Comment Re:unless you need it wait... (Score 1) 149

I think my OP said if wait but some of us however do have to work with Win 10 not only in the Beta stage but also the .0 release, it's not a picnic but that's what things entail sometimes. No software is perfect, no system is perfect, no organism is perfect that's why we have evolution. It's nice to see a somewhat technical post on SD, not the usual "Why does my toe hurt" thread.

Comment Re:unless you need it wait... (Score 1) 149

I don't care who you are, I simply do not trust your fresh release of anything, I do not wish to fix your mistakes, and do not believe over time you'll be awesome at not breaking anything ever. In fact, I think that's impossible to do 100% of the time.

Not now, not ever. Because many many years of doing change management has told me that would be stupid and reckless, and I don't work in places which are willing to do that.

Unfortunately, Microsoft seems to be trying to go down the route of pretty much forcing as many people as possible to get the updates immediately.

Either because they're arrogant morons, or they figure it's just easier if everybody else does their beta testing.

There isn't a software vendor on the planet I would accept a first day release from. And I've seen far too many day 1 mistakes from Microsoft and other vendors to ever change that.

But we've all become accustomed to accepting it. You buy that new cell phone for Christmas, it'll have a .0 release of the next gen of the O/S. It'll have bugs, problems, zero day vulnerabilities and as a consumer you'll be happy to wait 6 months to a year for a fix. You like that new Tesla because it's green, ultra cool and preppy. Is your fire insurance up to date? We do this because we want the glitter and in Win 10's case I'm not really too sure that it's revolutionary vs. Win 7 or Win 8.x. All I know right now is I have to migrate code to support it for a few customers.

There's an old joke I know that sums this up.

A little boy was annoying his mom. She then remembered that next door there was some construction going on and she told her son to go over there and watch the men working but don't get in their way. After about 2 hours she called him in for lunch.

During lunch she asked her son if he'd learned anything by watching. The little boy responded "Yes mommy!" and went to his room and brought back a ball of string. He gave one end of the string to his mother and told her to stand up, which she did.

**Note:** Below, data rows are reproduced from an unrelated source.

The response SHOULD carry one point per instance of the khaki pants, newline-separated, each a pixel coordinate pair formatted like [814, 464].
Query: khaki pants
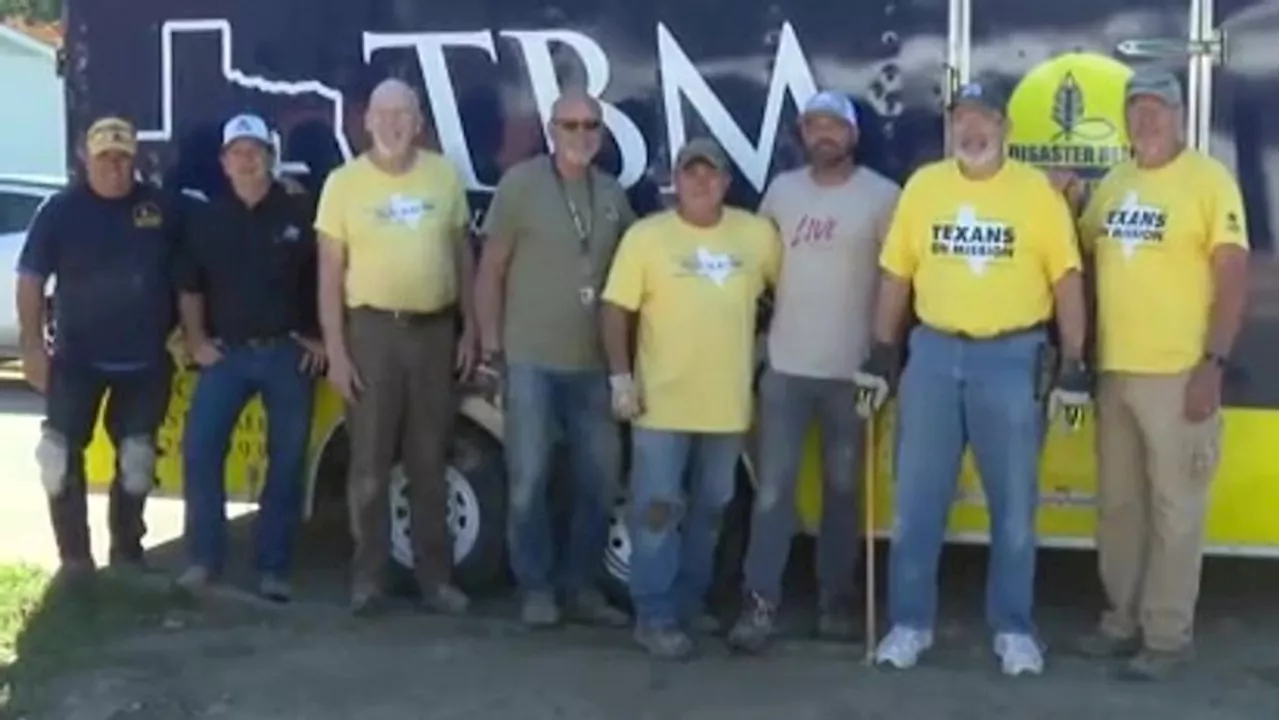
[1155, 470]
[406, 409]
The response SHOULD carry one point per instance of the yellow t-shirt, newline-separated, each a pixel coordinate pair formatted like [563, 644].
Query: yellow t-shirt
[398, 231]
[695, 291]
[1152, 235]
[982, 255]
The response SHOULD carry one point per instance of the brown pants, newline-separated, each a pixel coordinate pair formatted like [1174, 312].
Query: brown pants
[1155, 470]
[406, 409]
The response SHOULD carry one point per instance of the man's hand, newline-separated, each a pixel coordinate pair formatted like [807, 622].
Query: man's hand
[35, 368]
[469, 347]
[877, 378]
[625, 395]
[489, 373]
[204, 351]
[1203, 392]
[1069, 185]
[343, 376]
[314, 358]
[1072, 393]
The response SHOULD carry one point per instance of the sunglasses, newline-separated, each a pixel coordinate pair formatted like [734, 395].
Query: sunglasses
[579, 126]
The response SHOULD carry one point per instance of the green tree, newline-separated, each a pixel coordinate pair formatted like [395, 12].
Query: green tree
[32, 10]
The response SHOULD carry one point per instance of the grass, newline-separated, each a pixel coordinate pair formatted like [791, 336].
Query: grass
[48, 629]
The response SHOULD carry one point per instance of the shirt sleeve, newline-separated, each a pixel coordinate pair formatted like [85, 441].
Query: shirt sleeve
[39, 256]
[1226, 212]
[330, 213]
[626, 285]
[499, 220]
[900, 255]
[1060, 253]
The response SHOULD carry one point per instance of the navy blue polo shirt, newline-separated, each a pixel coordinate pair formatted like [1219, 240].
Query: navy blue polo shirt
[113, 261]
[255, 267]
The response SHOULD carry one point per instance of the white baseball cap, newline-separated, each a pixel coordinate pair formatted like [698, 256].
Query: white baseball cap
[246, 126]
[835, 104]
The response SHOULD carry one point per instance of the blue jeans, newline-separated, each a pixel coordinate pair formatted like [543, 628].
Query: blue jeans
[536, 404]
[981, 392]
[675, 527]
[220, 396]
[790, 405]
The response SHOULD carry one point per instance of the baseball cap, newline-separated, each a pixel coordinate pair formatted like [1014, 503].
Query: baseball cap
[246, 126]
[983, 95]
[702, 149]
[835, 104]
[1155, 83]
[110, 133]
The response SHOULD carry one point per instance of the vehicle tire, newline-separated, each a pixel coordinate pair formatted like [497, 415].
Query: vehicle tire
[727, 578]
[476, 516]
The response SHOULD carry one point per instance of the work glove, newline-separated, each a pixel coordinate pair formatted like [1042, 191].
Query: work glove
[625, 397]
[877, 378]
[488, 376]
[1070, 395]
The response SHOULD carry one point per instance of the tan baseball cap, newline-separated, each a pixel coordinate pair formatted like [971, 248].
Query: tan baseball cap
[110, 133]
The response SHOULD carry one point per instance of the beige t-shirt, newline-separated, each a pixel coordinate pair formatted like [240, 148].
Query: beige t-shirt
[831, 237]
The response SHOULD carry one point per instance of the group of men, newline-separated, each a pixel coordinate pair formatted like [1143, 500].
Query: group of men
[584, 317]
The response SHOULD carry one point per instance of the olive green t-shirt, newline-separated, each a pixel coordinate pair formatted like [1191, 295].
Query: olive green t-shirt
[553, 283]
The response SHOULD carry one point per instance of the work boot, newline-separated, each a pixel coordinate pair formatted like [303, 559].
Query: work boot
[539, 610]
[663, 642]
[590, 607]
[1102, 646]
[275, 588]
[836, 620]
[1155, 665]
[754, 627]
[446, 600]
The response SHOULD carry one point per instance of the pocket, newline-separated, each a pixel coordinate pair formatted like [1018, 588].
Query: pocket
[1203, 443]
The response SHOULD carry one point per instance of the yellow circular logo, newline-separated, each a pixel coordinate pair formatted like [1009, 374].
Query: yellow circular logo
[1069, 113]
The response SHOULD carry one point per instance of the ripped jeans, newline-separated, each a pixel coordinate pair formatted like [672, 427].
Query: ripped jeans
[680, 484]
[978, 392]
[790, 408]
[136, 405]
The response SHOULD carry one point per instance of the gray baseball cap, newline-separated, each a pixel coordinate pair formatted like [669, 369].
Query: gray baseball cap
[702, 150]
[1160, 85]
[984, 95]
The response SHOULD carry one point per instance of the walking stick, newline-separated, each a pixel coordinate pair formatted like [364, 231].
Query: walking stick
[869, 477]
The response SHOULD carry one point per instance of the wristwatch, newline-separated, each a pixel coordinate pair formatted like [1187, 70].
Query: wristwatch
[1216, 359]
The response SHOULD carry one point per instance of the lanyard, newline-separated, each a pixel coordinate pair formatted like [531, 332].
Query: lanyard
[583, 224]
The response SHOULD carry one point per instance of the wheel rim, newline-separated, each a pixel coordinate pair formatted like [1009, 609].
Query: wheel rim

He then order her to "move a little to the left."
"How move to the right."
"Naw, left a little bit."

He then said "Aww fuck it! nail it right there!"

Sometimes you just have to ship the product.

Comment Re:unless you need it wait... (Score 1) 149

wait, Microsoft doesn't have a lock on this kind of shit. Apple, Google, Samsung name a vendor and they have launch problems and it all stems from the complexity of building large systems or software projects. A regression gets missed or weren't there and now there's a quick shuffle to fix it. The measure we have to use is is how effective they get over time at reducing the defects by day zero but to expect zero defects is a false hope. So to your point, taking a .0 release from any vendor is risky but if you have to have it, you have to have it and learn to deal with the consequences.

Comment Re: The joys of youth (Score 2) 149

I wish it would go back to allowing side by side operation of .NET instead of replacing 4.5.X with 4.6. I have Win 10 isolated in VMs and 4.6 is already breaking quite a few things. Nicks got a good workaround for this particular problem but I still can't believe that something this basic missed QA in MSFT because .NET regression tests would be a basic must have including JIT problems.

Comment Not spongeworthy (Score 1) 119

I can't believe the billions of bits that died in the production and subsequent redistribution of this article. We're all dumber now for reading it.

I shall now drown my sorry in beer to see if I can't placate the inexorable struggle of those brain cells trying to make sense of this diarrhea and those others that are saying "WTF, Why did you read this?!? This is another let me share a bunch of drivel shit article. It's like Show and Tell in Kindergarten, just ignore it!"